While I’ve been screaming about Australian Dollar parity, the Canadian Loonie has launched a stealth attack against the Almighty Dollar. After achieving parity on the 20th September, it’s rallied almost 10% since then. Today it hit $1.09 in after-hours trading.
But I’m not complaining. Last month I received over $440 from Canadian Royalty Trusts. As the US Dollar keeps dropping, my income from the Trusts keeping increasing! (Although in theory, since they sell oil and gas which are priced in US dollars, a strengthening of the Loonie squeezes their profit margins. But lets ignore that fact since oil is near $100/barrel and I expect gas prices to start creeping up too).
But before you start buying up CurrencyShares Canadian Dollar Trust (FXC) in excitement, you should consider that a strong Loonie is bad for the Canadian economy. Their exports are more expensive to foreigners which is a problem since they export a lot. And the strength of their currency is causing Canadians to drive south across the border in US and spend their money here! (Which funnily enough, is great for us).
U.S. analyst Dennis Gartman, who was among the first to predict the loonie’s ascent past parity five years ago on the simple premise that Canada “has stuff the world wants,” said the Canadian currency is now on such a roll that it may be difficult to reverse quickly.
“The Canadian dollar is like an aircraft carrier and you can’t stop that on a dime, it’s got a lot of momentum.

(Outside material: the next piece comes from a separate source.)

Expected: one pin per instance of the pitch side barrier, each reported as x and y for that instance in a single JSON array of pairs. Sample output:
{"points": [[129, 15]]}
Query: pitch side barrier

It’ll stop when one of your major exporters closes shop and says he can’t compete anymore.”
Gartman has disagreed with critics of the high dollar, saying that in the long run a strong currency is good for Canada because it will force businesses to compete in the world despite the high currency.
However, he is not long the Canadian dollar and predicts any rise above US$1.10 will be unsustainable.
But I’m still long the Australian Dollar and I expect it to achieve parity within the next 12 months.